Thursday, February 19, 2015

Jessica's Lemon Meringue Pie Filling

Filling:
1 c. sugar
2 T. flour
4 T. cornstarch
1/4 t. salt
1 1/4 c. water
1/2 c. lemons (usually 3)
lemon zest...I usually zest 1-2 of the lemons before squeezing
4 egg yolks, beaten
2 T. butter

Meringue:
4 egg whites
6 T. white sugar

Directions:
(with this recipe, it goes really fast, so have all ingredients ready before you start!)In a saucepan, combine 1 c. sugar, flour, cornstarch, salt. Mix in water, juice and zest. Cook over medium high, stirring often, until is boils. Stir in butter. Place egg yolks in small bowl and gradually whisk in 1/2 c. hot sugar mixture. Whisk this mixture back into your saucepan. Bring to a boil, stirring constantly until thick. Pour filling into a baked shell.

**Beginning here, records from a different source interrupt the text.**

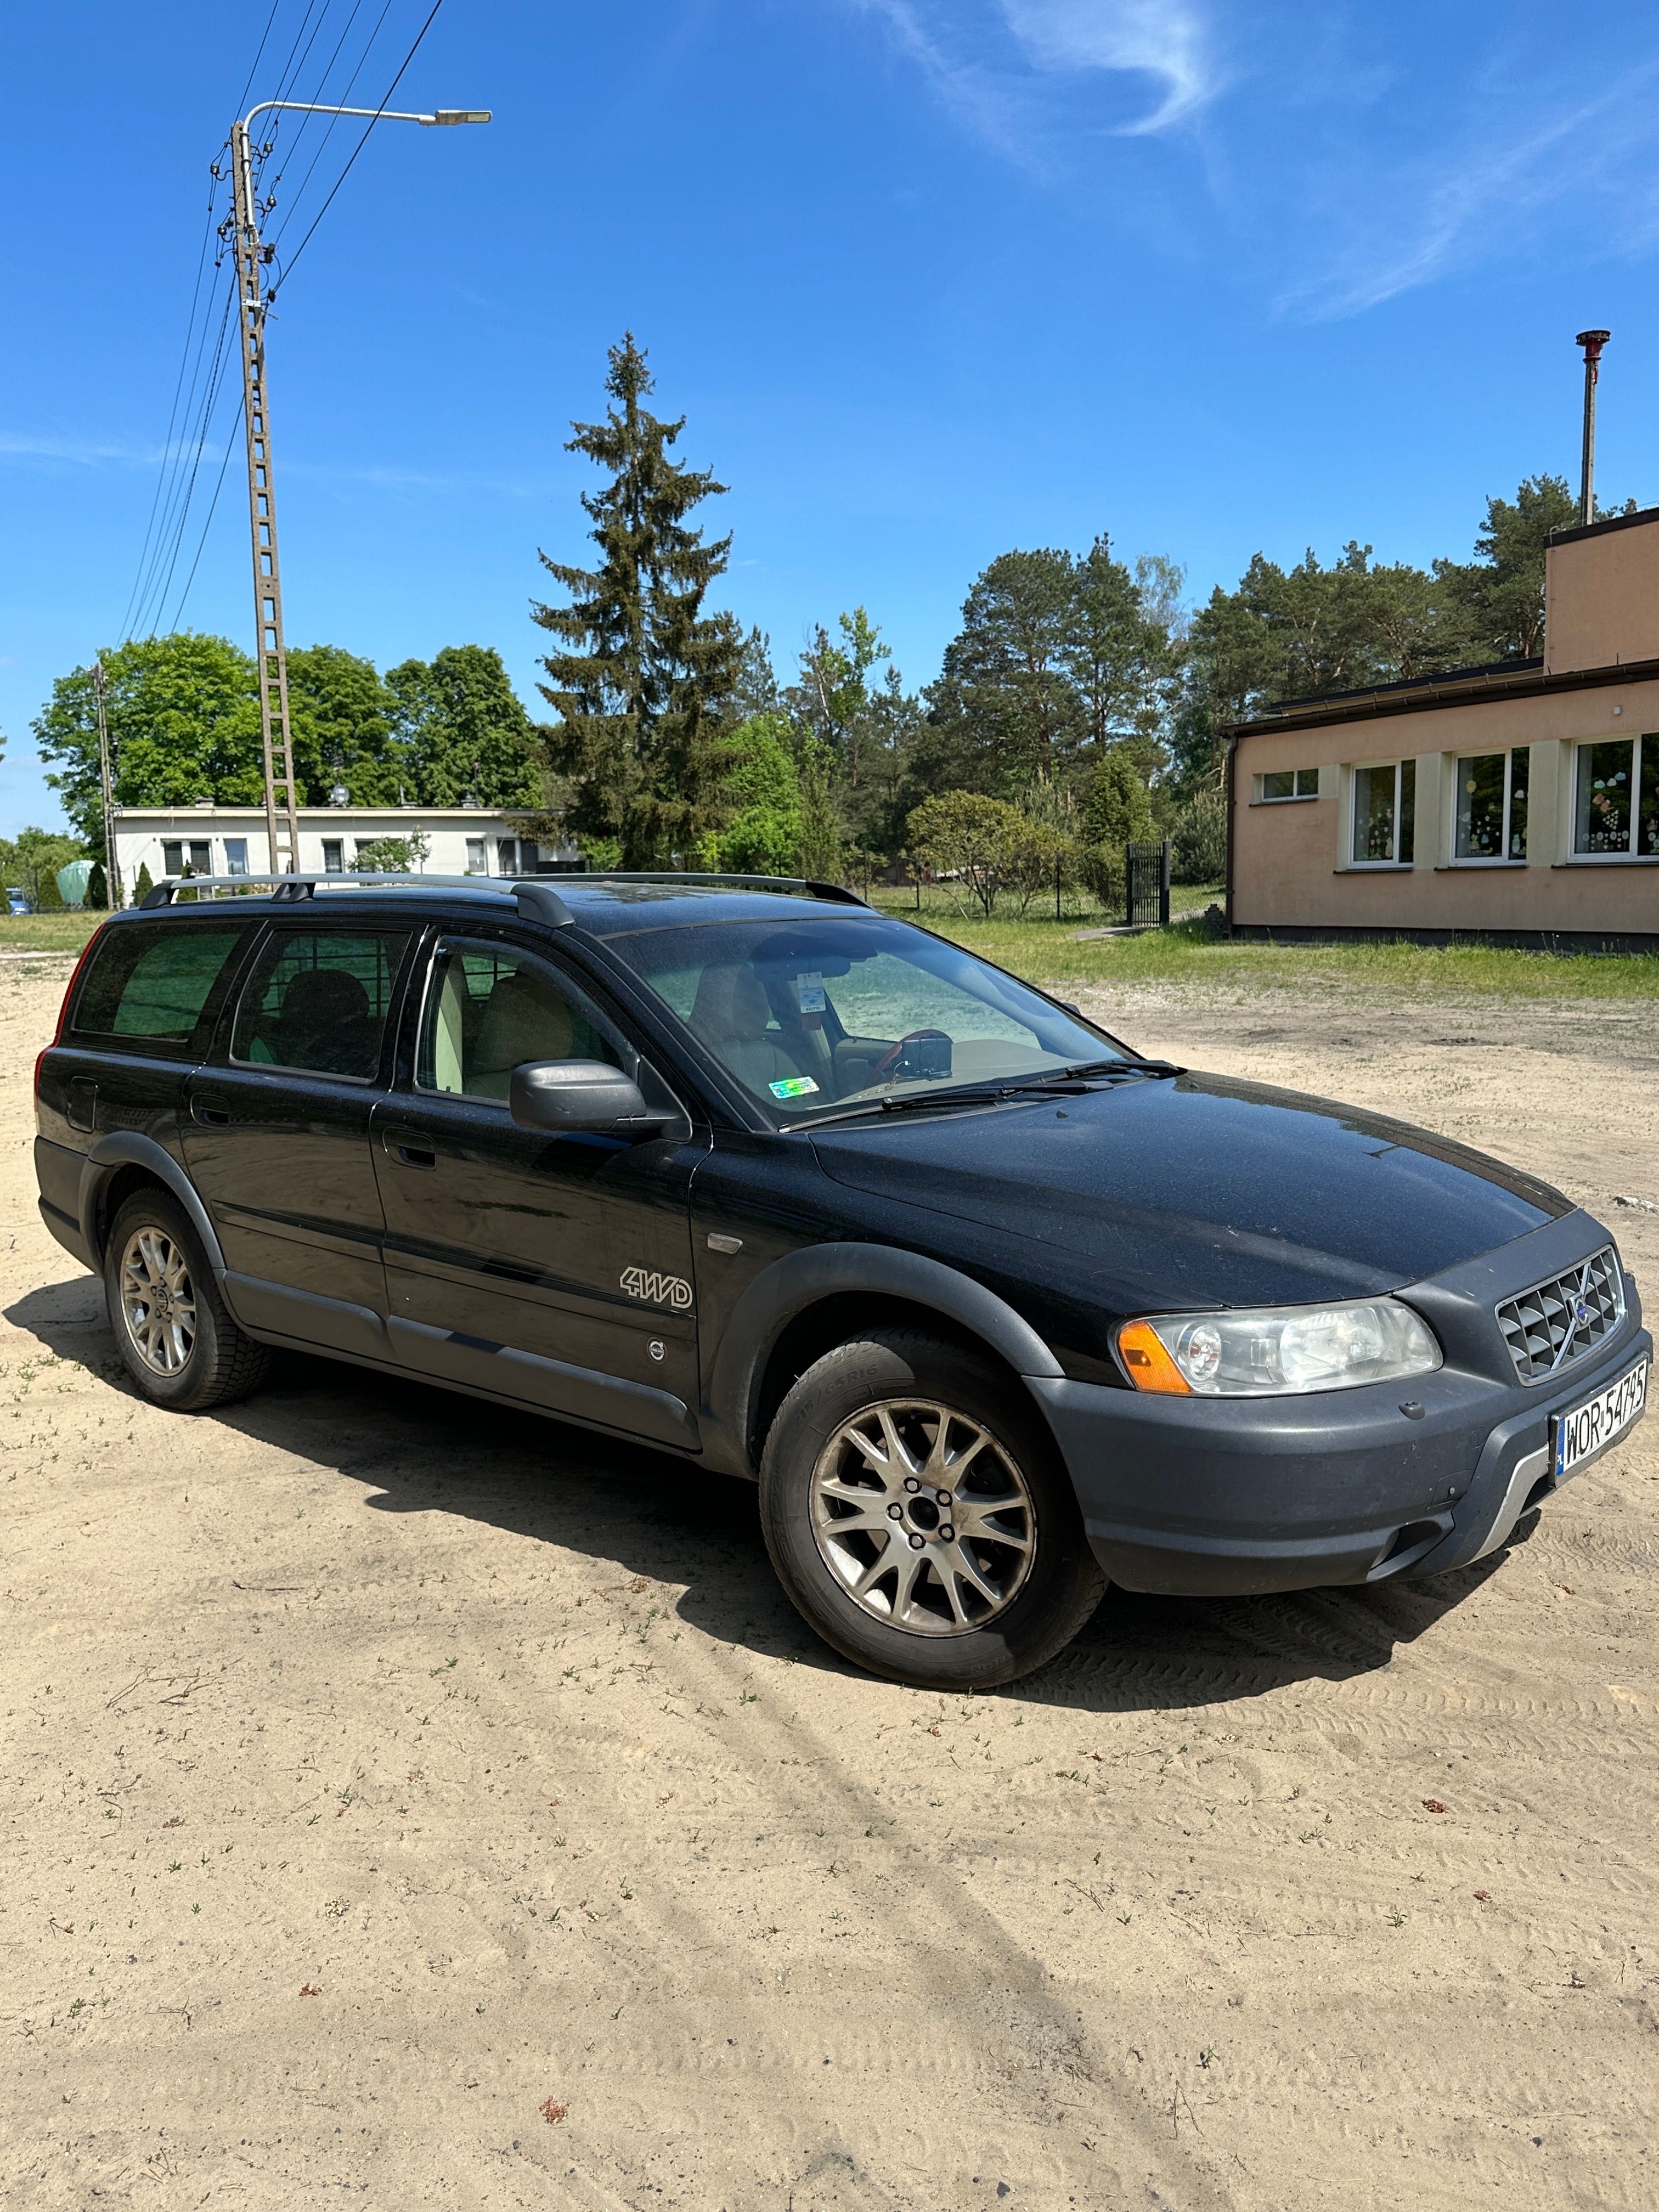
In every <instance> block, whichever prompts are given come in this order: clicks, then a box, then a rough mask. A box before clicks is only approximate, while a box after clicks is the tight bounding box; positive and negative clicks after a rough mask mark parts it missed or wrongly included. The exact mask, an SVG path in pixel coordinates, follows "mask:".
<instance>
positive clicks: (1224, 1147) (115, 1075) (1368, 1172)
mask: <svg viewBox="0 0 1659 2212" xmlns="http://www.w3.org/2000/svg"><path fill="white" fill-rule="evenodd" d="M175 891H179V887H177V885H159V887H157V889H155V891H153V894H150V896H148V898H146V902H144V909H139V911H133V914H122V916H115V918H111V920H108V922H106V925H104V927H102V929H100V931H97V936H95V938H93V940H91V945H88V949H86V956H84V958H82V962H80V967H77V971H75V978H73V982H71V987H69V995H66V1000H64V1011H62V1018H60V1026H58V1037H55V1042H53V1044H51V1046H49V1048H46V1051H44V1053H42V1055H40V1064H38V1068H35V1097H38V1124H40V1137H38V1144H35V1159H38V1175H40V1208H42V1214H44V1219H46V1225H49V1228H51V1232H53V1237H58V1241H60V1243H62V1245H64V1248H66V1250H69V1252H73V1254H75V1259H80V1261H82V1263H84V1265H86V1267H93V1270H97V1272H102V1276H104V1287H106V1296H108V1314H111V1325H113V1329H115V1336H117V1343H119V1347H122V1358H124V1360H126V1367H128V1369H131V1374H133V1380H135V1383H137V1387H139V1389H142V1391H144V1394H146V1396H148V1398H150V1400H155V1402H157V1405H166V1407H177V1409H179V1411H195V1409H204V1407H212V1405H223V1402H226V1400H228V1398H234V1396H239V1394H243V1391H248V1389H252V1387H254V1385H257V1383H259V1378H261V1376H263V1371H265V1365H268V1360H270V1356H272V1349H270V1347H281V1345H288V1347H296V1349H305V1352H323V1354H330V1356H332V1358H343V1360H356V1363H358V1365H365V1367H378V1369H383V1371H387V1374H405V1376H418V1378H420V1380H425V1383H445V1385H449V1387H453V1389H460V1391H471V1394H473V1396H478V1398H489V1400H495V1402H500V1405H511V1407H531V1409H540V1411H546V1413H553V1416H557V1418H562V1420H573V1422H582V1425H586V1427H593V1429H604V1431H608V1433H613V1436H624V1438H637V1440H639V1442H646V1444H650V1447H655V1449H657V1451H668V1453H677V1455H679V1458H681V1460H684V1462H686V1464H688V1469H690V1467H708V1469H714V1471H721V1473H728V1475H748V1478H750V1480H757V1482H759V1486H761V1520H763V1528H765V1542H768V1548H770V1553H772V1562H774V1566H776V1571H779V1577H781V1579H783V1586H785V1590H787V1593H790V1597H792V1601H794V1604H796V1606H799V1608H801V1613H803V1615H805V1619H807V1621H810V1624H812V1626H814V1628H816V1630H818V1635H823V1637H825V1639H827V1641H830V1644H832V1646H834V1648H836V1650H841V1652H843V1655H847V1657H849V1659H856V1661H858V1663H863V1666H867V1668H874V1670H876V1672H883V1674H889V1677H894V1679H898V1681H911V1683H929V1686H940V1688H967V1686H984V1683H995V1681H1006V1679H1011V1677H1015V1674H1022V1672H1026V1670H1029V1668H1035V1666H1040V1663H1042V1661H1044V1659H1048V1657H1051V1655H1053V1652H1057V1650H1060V1648H1062V1646H1064V1644H1066V1639H1068V1637H1073V1635H1075V1632H1077V1628H1079V1626H1082V1621H1084V1619H1086V1617H1088V1613H1091V1608H1093V1606H1095V1604H1097V1599H1099V1595H1102V1590H1104V1586H1106V1584H1108V1582H1115V1584H1119V1586H1124V1588H1130V1590H1172V1593H1181V1590H1186V1593H1206V1590H1214V1593H1223V1590H1237V1593H1243V1590H1292V1588H1305V1586H1314V1584H1367V1582H1380V1579H1385V1577H1389V1575H1431V1573H1440V1571H1444V1568H1453V1566H1464V1564H1467V1562H1471V1559H1478V1557H1482V1555H1486V1553H1491V1551H1495V1548H1498V1546H1500V1544H1504V1542H1506V1540H1509V1537H1511V1533H1513V1528H1515V1522H1517V1520H1520V1517H1522V1515H1524V1513H1526V1511H1528V1509H1531V1506H1535V1504H1540V1502H1542V1500H1544V1498H1548V1495H1551V1493H1553V1491H1555V1489H1559V1484H1562V1482H1566V1480H1568V1478H1571V1475H1575V1473H1577V1471H1579V1469H1582V1467H1586V1464H1588V1462H1590V1460H1595V1458H1597V1455H1599V1453H1601V1451H1606V1449H1608V1444H1613V1442H1615V1440H1617V1438H1619V1436H1624V1433H1626V1431H1628V1429H1630V1425H1632V1422H1635V1420H1637V1418H1639V1416H1641V1411H1644V1402H1646V1380H1648V1363H1650V1354H1652V1340H1650V1336H1648V1334H1646V1329H1644V1327H1641V1312H1639V1305H1637V1294H1635V1285H1632V1281H1630V1276H1628V1274H1626V1270H1624V1265H1621V1261H1619V1254H1617V1248H1615V1243H1613V1237H1610V1234H1608V1232H1606V1230H1604V1228H1601V1225H1599V1223H1597V1221H1593V1219H1590V1214H1586V1212H1584V1210H1579V1208H1575V1206H1573V1203H1571V1201H1568V1199H1564V1197H1562V1194H1559V1192H1557V1190H1551V1188H1548V1186H1546V1183H1542V1181H1535V1179H1533V1177H1528V1175H1522V1172H1520V1170H1515V1168H1506V1166H1502V1164H1498V1161H1493V1159H1486V1157H1482V1155H1480V1152H1471V1150H1467V1148H1464V1146H1458V1144H1449V1141H1444V1139H1440V1137H1431V1135H1425V1133H1422V1130H1416V1128H1407V1126H1405V1124H1400V1121H1389V1119H1383V1117H1378V1115H1367V1113H1354V1110H1352V1108H1345V1106H1334V1104H1329V1102H1327V1099H1316V1097H1298V1095H1294V1093H1283V1091H1267V1088H1263V1086H1259V1084H1248V1082H1230V1079H1221V1077H1212V1075H1194V1073H1188V1071H1183V1068H1175V1066H1168V1064H1166V1062H1159V1060H1144V1057H1139V1055H1137V1053H1135V1051H1133V1048H1130V1046H1126V1044H1119V1042H1117V1040H1115V1037H1110V1035H1106V1033H1104V1031H1099V1029H1095V1026H1093V1024H1091V1022H1086V1020H1084V1018H1082V1015H1079V1013H1077V1011H1075V1009H1073V1006H1066V1004H1060V1002H1057V1000H1053V998H1046V995H1044V993H1042V991H1033V989H1031V987H1029V984H1024V982H1018V980H1015V978H1013V975H1006V973H1002V971H1000V969H995V967H989V964H987V962H984V960H975V958H973V956H971V953H967V951H962V949H960V947H956V945H949V942H945V940H940V938H936V936H931V933H927V931H925V929H918V927H911V925H909V922H902V920H896V918H889V916H883V914H876V911H872V909H869V907H867V905H863V902H860V900H858V898H854V896H852V894H849V891H843V889H836V887H830V885H810V883H772V880H743V878H697V876H571V878H557V880H555V883H553V880H546V878H540V880H526V883H518V885H509V883H487V880H478V878H460V880H434V878H398V880H387V878H338V876H334V878H303V876H290V878H274V880H268V883H265V887H261V883H259V880H254V883H252V885H250V880H248V878H237V880H234V883H223V885H219V883H192V885H188V887H184V898H175Z"/></svg>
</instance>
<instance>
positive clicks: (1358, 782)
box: [1347, 754, 1420, 876]
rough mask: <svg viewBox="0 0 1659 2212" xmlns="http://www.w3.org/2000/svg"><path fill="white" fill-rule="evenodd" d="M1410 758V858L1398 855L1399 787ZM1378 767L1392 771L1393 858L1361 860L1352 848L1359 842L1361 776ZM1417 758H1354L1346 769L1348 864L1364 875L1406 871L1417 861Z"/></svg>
mask: <svg viewBox="0 0 1659 2212" xmlns="http://www.w3.org/2000/svg"><path fill="white" fill-rule="evenodd" d="M1407 761H1411V854H1413V858H1411V860H1402V858H1400V787H1402V783H1405V765H1407ZM1378 768H1391V770H1394V858H1391V860H1363V858H1360V856H1358V854H1356V852H1354V847H1356V845H1358V805H1360V776H1363V774H1367V772H1369V774H1376V772H1378ZM1418 783H1420V776H1418V759H1416V754H1400V757H1398V759H1394V761H1354V765H1352V768H1349V772H1347V865H1349V867H1352V869H1365V872H1367V874H1378V872H1380V869H1394V874H1396V876H1398V874H1409V872H1411V869H1413V867H1416V865H1418V863H1416V849H1418V796H1420V794H1418Z"/></svg>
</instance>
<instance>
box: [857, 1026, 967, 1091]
mask: <svg viewBox="0 0 1659 2212" xmlns="http://www.w3.org/2000/svg"><path fill="white" fill-rule="evenodd" d="M922 1037H945V1042H947V1044H949V1042H951V1033H949V1031H947V1029H911V1031H909V1033H907V1035H902V1037H900V1040H898V1044H891V1046H889V1048H887V1051H885V1053H883V1055H880V1060H878V1062H876V1066H874V1068H872V1071H869V1079H872V1082H874V1084H878V1082H880V1079H883V1075H885V1073H887V1071H889V1068H896V1066H898V1062H900V1060H902V1057H905V1046H907V1044H920V1042H922Z"/></svg>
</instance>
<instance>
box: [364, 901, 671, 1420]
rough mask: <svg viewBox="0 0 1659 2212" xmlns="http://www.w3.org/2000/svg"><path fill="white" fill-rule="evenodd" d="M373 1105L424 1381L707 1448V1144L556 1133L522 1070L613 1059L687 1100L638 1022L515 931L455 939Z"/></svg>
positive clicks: (411, 990) (417, 989) (377, 1132)
mask: <svg viewBox="0 0 1659 2212" xmlns="http://www.w3.org/2000/svg"><path fill="white" fill-rule="evenodd" d="M405 1031H407V1033H405V1042H403V1044H400V1053H398V1079H396V1086H394V1091H392V1093H389V1095H387V1097H383V1099H380V1102H376V1106H374V1117H372V1119H374V1139H376V1141H374V1168H376V1175H378V1179H380V1194H383V1203H385V1254H387V1312H389V1318H392V1340H394V1345H396V1347H398V1356H400V1358H405V1360H407V1363H409V1365H411V1367H414V1369H418V1371H422V1374H434V1376H447V1378H451V1380H458V1383H473V1385H478V1387H480V1389H489V1391H498V1394H504V1396H513V1398H524V1400H526V1402H533V1405H542V1407H549V1409H551V1411H562V1413H573V1416H577V1418H580V1420H593V1422H604V1425H606V1427H615V1429H626V1431H630V1433H637V1436H648V1438H653V1440H657V1442H666V1444H679V1447H688V1444H695V1442H697V1422H695V1411H692V1409H695V1407H697V1314H695V1292H692V1265H690V1221H688V1194H690V1177H692V1170H695V1166H697V1161H699V1159H701V1155H703V1150H706V1141H699V1139H692V1137H690V1124H688V1121H681V1128H679V1133H677V1135H668V1137H659V1139H648V1141H624V1139H617V1137H599V1135H575V1137H549V1135H546V1133H544V1130H524V1128H518V1124H515V1121H513V1119H511V1113H509V1106H507V1093H509V1084H511V1073H513V1068H515V1066H520V1064H524V1062H533V1060H606V1062H611V1064H613V1066H622V1068H626V1071H628V1073H630V1075H635V1079H637V1082H639V1084H641V1088H644V1091H646V1097H648V1102H650V1104H657V1102H666V1104H675V1102H672V1095H670V1093H668V1088H666V1084H664V1079H661V1075H657V1071H655V1068H653V1066H650V1064H648V1062H644V1060H641V1055H639V1051H637V1046H635V1042H633V1040H630V1035H628V1033H626V1029H624V1024H622V1020H619V1018H617V1015H615V1013H613V1011H608V1009H604V1006H599V1002H597V998H595V995H593V993H591V989H588V987H586V984H584V980H580V978H577V975H575V973H573V971H571V969H566V967H564V964H560V962H555V960H553V958H549V956H546V953H542V951H540V949H533V947H531V945H526V942H522V940H518V938H513V936H511V933H493V931H489V933H484V931H480V933H467V936H460V933H456V936H447V938H440V940H438V942H436V945H434V949H431V953H429V958H427V962H425V973H422V975H420V978H416V982H414V984H411V1009H409V1020H407V1024H405Z"/></svg>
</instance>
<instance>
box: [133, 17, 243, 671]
mask: <svg viewBox="0 0 1659 2212" xmlns="http://www.w3.org/2000/svg"><path fill="white" fill-rule="evenodd" d="M274 13H276V7H272V15H274ZM217 201H219V175H217V164H215V177H212V184H210V188H208V221H206V228H204V232H201V252H199V254H197V276H195V285H192V288H190V319H188V321H186V327H184V349H181V354H179V374H177V376H175V380H173V405H170V407H168V427H166V438H164V440H161V467H159V471H157V478H155V493H153V495H150V513H148V520H146V524H144V544H142V546H139V557H137V571H135V575H133V588H131V593H128V595H126V611H124V613H122V637H126V635H128V624H131V619H133V615H135V611H137V608H135V602H137V595H139V586H142V582H144V568H146V562H148V555H150V538H153V533H155V518H157V511H159V507H161V487H164V484H166V480H168V465H170V460H173V429H175V425H177V420H179V396H181V394H184V376H186V369H188V367H190V341H192V336H195V327H197V303H199V301H201V272H204V270H206V265H208V246H210V243H212V215H215V206H217ZM206 338H208V325H206V323H204V327H201V345H206ZM197 367H199V352H197ZM190 387H192V392H195V374H192V378H190Z"/></svg>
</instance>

Then whip egg whites until very stiff (you cannot get a stiff egg white if any fats--like egg yolk--come into contact with the whites, so be very careful and rinse beater extremely well, if you've used it for anything else.). Add the 6 T. of sugar while you are beating the whites. Place on top of filling, sealing edges and making the meringue stand up in foamy waves (everyone is very impressed with this!). Bake at 350 degrees for 10 minutes, until the meringue begins to brown.